Pollensa, in the north of Majorca, is one of my favourite holiday places. 
The light has a chromatic quality, giving it a clarity that attracts artists to the area and writers, too.

One day, we took the train to Soller, a small town with lovely old houses where orange merchants lived years ago.

I did not know at the time, but Alan Sillitoe, the author, rented a house there in the 1950's. 
It was 1963 when I read his book 'Saturday Night and Sunday Morning'.  I was expecting my first daughter and I had borrowed the novel from the Fishguard Library.

The book impressed me,  describing situations  clearly and simply.  Before this, I had been reading Thomas Hardy but  'Saturday Night and Sunday Morning' was different.

Sillitoe's style struck me as a completely new way of writing, not that I had much experience of reading novels at that age, but I realised it was something special.

Alan Sillitoe lived in Soller for a number of years, surviving on a small disability pension from the forces.
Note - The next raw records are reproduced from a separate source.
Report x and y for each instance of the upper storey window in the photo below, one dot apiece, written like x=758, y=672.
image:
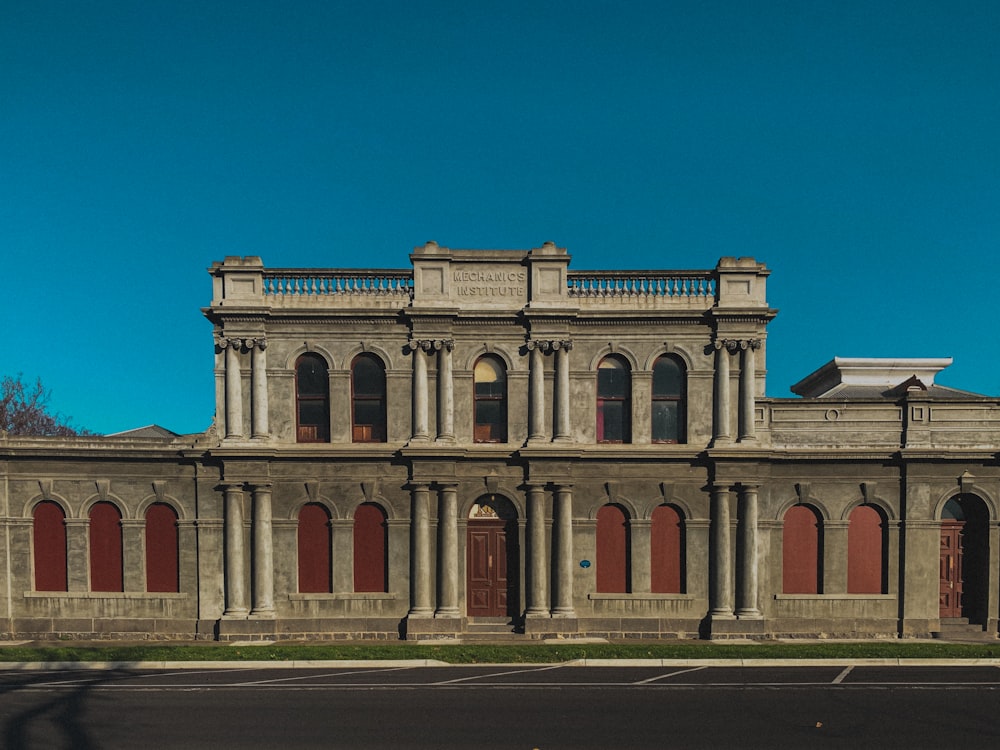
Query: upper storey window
x=490, y=378
x=368, y=399
x=614, y=401
x=668, y=401
x=312, y=399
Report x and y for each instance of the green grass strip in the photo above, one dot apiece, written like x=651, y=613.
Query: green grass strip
x=493, y=654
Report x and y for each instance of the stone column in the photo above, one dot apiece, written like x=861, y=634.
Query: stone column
x=641, y=529
x=746, y=605
x=721, y=568
x=748, y=398
x=721, y=410
x=235, y=561
x=258, y=393
x=563, y=434
x=263, y=553
x=536, y=389
x=419, y=395
x=77, y=554
x=538, y=605
x=563, y=551
x=447, y=551
x=234, y=388
x=446, y=392
x=420, y=558
x=133, y=557
x=342, y=538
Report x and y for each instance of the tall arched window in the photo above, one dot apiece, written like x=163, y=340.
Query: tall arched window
x=490, y=379
x=314, y=548
x=312, y=399
x=106, y=573
x=669, y=412
x=368, y=399
x=866, y=559
x=666, y=550
x=162, y=572
x=49, y=537
x=614, y=401
x=370, y=548
x=613, y=550
x=800, y=551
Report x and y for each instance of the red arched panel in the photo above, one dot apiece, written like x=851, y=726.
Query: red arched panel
x=105, y=548
x=370, y=548
x=161, y=549
x=315, y=568
x=800, y=564
x=865, y=554
x=666, y=550
x=612, y=550
x=49, y=531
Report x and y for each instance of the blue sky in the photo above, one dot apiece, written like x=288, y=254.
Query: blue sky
x=851, y=146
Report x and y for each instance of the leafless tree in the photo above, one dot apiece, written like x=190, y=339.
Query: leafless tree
x=24, y=410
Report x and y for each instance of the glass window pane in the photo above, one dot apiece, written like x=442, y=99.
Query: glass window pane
x=666, y=421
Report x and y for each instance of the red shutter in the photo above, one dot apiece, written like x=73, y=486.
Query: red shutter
x=666, y=548
x=162, y=573
x=315, y=569
x=105, y=548
x=800, y=551
x=369, y=548
x=50, y=547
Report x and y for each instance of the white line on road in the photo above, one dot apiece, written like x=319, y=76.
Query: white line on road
x=664, y=676
x=840, y=678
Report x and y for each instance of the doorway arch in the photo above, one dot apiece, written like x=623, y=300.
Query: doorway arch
x=965, y=560
x=492, y=561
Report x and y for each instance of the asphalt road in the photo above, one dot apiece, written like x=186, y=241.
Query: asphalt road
x=522, y=707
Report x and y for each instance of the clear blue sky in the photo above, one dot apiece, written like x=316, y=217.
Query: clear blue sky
x=854, y=147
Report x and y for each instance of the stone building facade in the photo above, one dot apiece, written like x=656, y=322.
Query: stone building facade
x=489, y=441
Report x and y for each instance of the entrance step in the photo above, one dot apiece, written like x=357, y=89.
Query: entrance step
x=960, y=629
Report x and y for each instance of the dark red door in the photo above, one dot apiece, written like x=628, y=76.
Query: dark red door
x=951, y=568
x=487, y=588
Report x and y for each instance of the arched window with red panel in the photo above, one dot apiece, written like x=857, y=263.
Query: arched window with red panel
x=801, y=567
x=162, y=569
x=370, y=548
x=315, y=550
x=106, y=571
x=49, y=539
x=866, y=559
x=666, y=550
x=613, y=550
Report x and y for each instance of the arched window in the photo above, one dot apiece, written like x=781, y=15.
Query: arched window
x=106, y=573
x=312, y=399
x=614, y=401
x=314, y=548
x=669, y=413
x=162, y=573
x=490, y=379
x=866, y=559
x=666, y=548
x=613, y=550
x=370, y=548
x=368, y=399
x=800, y=551
x=49, y=532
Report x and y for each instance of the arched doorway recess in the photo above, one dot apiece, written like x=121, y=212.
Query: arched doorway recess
x=492, y=559
x=964, y=560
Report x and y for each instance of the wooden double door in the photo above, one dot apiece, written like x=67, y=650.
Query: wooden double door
x=492, y=571
x=951, y=576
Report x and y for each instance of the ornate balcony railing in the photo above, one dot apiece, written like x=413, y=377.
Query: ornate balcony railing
x=636, y=285
x=328, y=282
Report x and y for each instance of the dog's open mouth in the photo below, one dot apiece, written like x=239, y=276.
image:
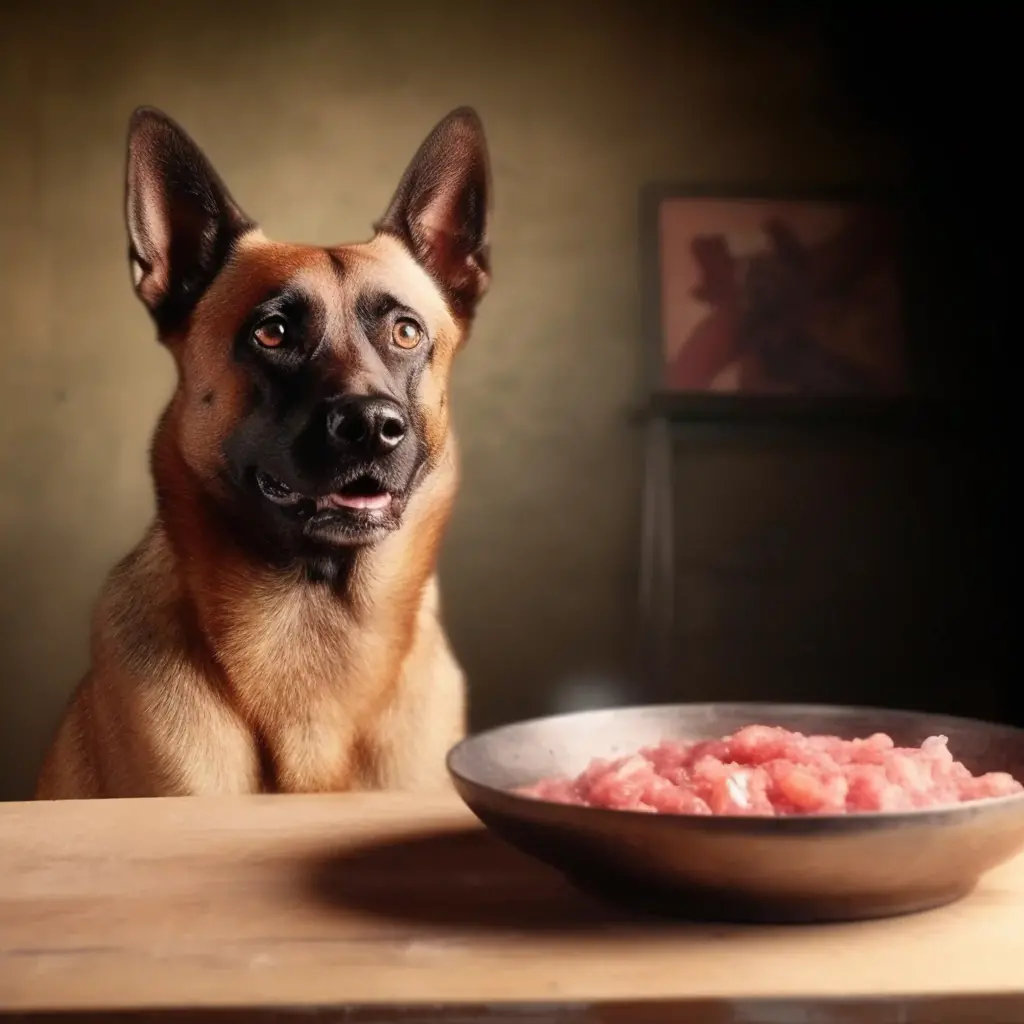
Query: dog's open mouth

One night, on returning from the local taverna, he found the kitchen was swarming with mice, which he had to sweep out through the door.

I am given to sudden flights of fancy and remarked to my husband that it must be lovely to live in Soller.
He thought about it before remarking that the winters can be bitterly cold there, hence the mice invasion, probably.

Let's just say I'd like to spend the summer months there, then, with something of Alan Sillitoe's to read.